Last night I got my reward for believing him. Twenty-two thousand words, ninety pages, instead of van Buren flying into a rage at her or stalking off to kill his arch enemy, they give in to their passion and truly become man and wife. Wow. Okay, when I wrote THL (formerly The Rainbow Serpent, right?) I fully intended to have some sex in it. Man and woman, alone in the Australian wilderness, bound to happen. It didn’t. Oh, Romy used her feminine wiles, and near the end they come close, but they put the urge aside in order to discover the serpent’s lair.

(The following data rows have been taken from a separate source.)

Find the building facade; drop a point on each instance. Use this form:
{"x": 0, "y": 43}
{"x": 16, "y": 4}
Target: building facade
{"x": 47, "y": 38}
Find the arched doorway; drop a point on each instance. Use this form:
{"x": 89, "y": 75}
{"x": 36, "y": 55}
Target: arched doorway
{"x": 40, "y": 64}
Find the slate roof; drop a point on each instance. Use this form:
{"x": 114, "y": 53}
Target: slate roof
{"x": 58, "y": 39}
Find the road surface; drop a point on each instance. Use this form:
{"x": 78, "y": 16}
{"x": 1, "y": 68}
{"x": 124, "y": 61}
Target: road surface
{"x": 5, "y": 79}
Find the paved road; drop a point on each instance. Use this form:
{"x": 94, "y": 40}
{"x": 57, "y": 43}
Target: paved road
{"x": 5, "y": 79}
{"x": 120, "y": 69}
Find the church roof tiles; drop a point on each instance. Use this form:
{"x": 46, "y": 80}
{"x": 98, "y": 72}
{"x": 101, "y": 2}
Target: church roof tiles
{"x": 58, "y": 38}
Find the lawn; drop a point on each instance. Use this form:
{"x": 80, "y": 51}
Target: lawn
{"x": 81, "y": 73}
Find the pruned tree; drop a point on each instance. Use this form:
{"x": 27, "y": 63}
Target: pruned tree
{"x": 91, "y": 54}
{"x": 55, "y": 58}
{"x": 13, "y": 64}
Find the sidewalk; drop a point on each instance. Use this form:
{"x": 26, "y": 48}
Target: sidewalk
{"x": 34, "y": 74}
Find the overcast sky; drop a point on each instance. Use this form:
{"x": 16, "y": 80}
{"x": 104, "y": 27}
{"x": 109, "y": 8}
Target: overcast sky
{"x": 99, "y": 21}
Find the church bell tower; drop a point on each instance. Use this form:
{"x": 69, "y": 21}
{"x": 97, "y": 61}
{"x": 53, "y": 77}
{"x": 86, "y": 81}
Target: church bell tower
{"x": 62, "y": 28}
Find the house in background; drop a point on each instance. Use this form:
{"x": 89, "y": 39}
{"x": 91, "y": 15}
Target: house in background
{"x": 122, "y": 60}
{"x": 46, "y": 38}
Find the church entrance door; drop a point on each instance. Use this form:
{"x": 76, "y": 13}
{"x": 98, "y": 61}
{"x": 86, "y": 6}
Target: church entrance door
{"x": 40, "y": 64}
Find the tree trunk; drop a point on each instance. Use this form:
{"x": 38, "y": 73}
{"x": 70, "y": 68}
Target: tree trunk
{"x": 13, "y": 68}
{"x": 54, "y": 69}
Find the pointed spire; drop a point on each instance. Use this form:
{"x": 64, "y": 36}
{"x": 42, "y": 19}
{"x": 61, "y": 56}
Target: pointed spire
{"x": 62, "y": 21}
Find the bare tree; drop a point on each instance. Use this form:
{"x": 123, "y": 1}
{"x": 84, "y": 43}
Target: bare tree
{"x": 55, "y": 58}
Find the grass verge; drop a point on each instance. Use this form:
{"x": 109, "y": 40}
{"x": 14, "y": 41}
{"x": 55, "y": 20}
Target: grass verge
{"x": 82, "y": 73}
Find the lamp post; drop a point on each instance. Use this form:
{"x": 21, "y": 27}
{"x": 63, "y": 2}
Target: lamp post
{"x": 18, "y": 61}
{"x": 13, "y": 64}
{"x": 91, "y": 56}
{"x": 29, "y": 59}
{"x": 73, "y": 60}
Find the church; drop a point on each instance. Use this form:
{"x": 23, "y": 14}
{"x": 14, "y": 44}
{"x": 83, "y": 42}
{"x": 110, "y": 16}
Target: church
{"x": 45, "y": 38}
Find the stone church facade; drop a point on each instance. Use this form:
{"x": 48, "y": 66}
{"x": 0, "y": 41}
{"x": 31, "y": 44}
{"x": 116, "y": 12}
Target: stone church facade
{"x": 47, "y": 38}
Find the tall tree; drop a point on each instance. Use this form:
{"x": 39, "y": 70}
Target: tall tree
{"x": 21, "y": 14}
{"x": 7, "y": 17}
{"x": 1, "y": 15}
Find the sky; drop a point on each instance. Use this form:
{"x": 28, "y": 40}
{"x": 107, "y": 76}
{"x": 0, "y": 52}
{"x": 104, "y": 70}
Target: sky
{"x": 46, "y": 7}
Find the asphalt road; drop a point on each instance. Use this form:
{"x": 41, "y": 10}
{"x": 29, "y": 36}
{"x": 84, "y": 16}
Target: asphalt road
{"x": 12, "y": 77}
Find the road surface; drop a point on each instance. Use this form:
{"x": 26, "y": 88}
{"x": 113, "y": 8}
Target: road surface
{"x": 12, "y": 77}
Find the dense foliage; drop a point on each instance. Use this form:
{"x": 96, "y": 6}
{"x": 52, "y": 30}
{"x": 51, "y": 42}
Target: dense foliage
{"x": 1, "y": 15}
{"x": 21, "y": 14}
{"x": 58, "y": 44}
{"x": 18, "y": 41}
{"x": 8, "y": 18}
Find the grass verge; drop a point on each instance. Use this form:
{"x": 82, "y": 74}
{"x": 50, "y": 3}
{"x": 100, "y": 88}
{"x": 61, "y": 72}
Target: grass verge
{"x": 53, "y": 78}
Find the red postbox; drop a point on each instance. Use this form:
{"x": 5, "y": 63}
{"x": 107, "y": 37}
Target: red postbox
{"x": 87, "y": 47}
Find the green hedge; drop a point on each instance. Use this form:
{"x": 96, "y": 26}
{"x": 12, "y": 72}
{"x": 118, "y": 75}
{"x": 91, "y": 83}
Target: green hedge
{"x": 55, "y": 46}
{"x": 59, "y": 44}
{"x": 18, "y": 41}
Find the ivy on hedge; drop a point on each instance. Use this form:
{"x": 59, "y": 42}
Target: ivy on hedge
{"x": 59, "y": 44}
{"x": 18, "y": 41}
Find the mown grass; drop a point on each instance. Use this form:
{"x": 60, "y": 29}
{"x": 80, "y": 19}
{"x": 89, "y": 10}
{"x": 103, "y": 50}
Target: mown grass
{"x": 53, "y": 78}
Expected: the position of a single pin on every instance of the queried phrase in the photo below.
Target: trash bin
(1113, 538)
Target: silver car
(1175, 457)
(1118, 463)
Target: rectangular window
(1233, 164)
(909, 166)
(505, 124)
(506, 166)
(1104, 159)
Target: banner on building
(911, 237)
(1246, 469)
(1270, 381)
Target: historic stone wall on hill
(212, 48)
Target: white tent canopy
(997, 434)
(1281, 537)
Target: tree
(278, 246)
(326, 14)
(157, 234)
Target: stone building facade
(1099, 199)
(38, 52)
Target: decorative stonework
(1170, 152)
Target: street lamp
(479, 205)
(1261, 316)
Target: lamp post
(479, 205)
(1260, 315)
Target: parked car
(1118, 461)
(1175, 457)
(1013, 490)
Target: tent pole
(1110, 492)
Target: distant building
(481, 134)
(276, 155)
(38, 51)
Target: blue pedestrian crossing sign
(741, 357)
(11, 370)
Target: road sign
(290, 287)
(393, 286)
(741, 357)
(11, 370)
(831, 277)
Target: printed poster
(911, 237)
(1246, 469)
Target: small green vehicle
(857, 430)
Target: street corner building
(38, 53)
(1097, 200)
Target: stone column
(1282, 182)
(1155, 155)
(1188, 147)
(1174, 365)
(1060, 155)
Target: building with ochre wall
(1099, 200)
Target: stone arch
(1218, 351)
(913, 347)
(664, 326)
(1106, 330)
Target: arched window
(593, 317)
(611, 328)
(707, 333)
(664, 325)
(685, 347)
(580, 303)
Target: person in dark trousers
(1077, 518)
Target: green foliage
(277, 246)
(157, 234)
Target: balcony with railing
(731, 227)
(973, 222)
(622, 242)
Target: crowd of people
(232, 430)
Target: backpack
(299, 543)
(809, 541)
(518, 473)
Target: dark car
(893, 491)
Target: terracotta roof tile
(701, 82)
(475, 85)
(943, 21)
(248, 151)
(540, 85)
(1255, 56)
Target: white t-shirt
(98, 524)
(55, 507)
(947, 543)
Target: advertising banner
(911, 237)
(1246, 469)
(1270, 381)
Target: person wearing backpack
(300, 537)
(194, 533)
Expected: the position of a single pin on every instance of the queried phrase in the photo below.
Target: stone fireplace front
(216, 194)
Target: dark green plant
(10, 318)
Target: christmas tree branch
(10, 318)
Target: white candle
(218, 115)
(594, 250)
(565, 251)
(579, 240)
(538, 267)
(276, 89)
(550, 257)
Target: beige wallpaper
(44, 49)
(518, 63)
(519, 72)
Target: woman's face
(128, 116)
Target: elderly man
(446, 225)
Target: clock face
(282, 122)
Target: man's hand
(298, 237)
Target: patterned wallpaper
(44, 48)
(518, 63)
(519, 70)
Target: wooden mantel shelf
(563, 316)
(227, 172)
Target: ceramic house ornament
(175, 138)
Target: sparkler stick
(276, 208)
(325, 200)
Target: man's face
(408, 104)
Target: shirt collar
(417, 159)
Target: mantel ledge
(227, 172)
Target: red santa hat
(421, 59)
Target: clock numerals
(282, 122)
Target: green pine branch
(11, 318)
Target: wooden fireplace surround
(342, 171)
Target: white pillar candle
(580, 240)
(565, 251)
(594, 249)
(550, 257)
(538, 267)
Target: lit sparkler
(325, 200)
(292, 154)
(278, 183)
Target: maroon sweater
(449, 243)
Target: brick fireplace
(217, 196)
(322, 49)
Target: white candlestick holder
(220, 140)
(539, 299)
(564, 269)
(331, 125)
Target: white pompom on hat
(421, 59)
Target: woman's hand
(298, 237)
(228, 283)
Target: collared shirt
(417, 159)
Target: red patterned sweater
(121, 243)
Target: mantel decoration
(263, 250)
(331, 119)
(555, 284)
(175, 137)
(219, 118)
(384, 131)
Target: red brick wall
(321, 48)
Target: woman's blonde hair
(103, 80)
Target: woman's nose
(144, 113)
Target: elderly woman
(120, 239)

So, with that in mind, I chose to skip sex in SPW. That’s going to hurt my word count a bit. But since I have no idea why I’m writing a trilogy at all, I guess it doesn’t matter (right now) if there’s sex.
Week two has been difficult. On Friday last week I got this irritation in my throat. It turned into a bad sore throat. Which turned into aching facial pain and fatigue. Must… keep… writing… sleep… is… evil…. All I wanted to do was sleep. Aching facial pain turned into a fountain of runny nose. I did my best Sunday and Monday to meet my word count. I called in sick to work Monday and went to the doctor. I don’t go to the doctor. Unless I think I’m dead or dying. You can see my determination to get better here. Sore throat disappeared, fatigue, runny nose and headache did not. I was far enough ahead that falling behind a bit didn’t hurt me. It’s catching up now. Today: write-in. This week has been something of waste. I feel all rightish when I get up. By noon I’m ready to crawl back into bed. If I had a nickel for every time I’ve coughed, I’d be rich. I’d still feel like hell, but I’d have lots of money. Do I feel like attending a write-in? No. Do I need to get ahead in my word count. Yes. Am I contagious? No. Good news for someone, anyway.
Am I going to win NaNo this year? Duh. Sickness be damned. We have the second novel in a trilogy to finish! So I managed THL in a week and a half. Well, that was in April when I felt really, really good. This one, it can have a month because I feel really, really crappy. Thank God for the write-ins. Last year attending one really got me over the 20k word bump. It’s happening again this year. I just know it.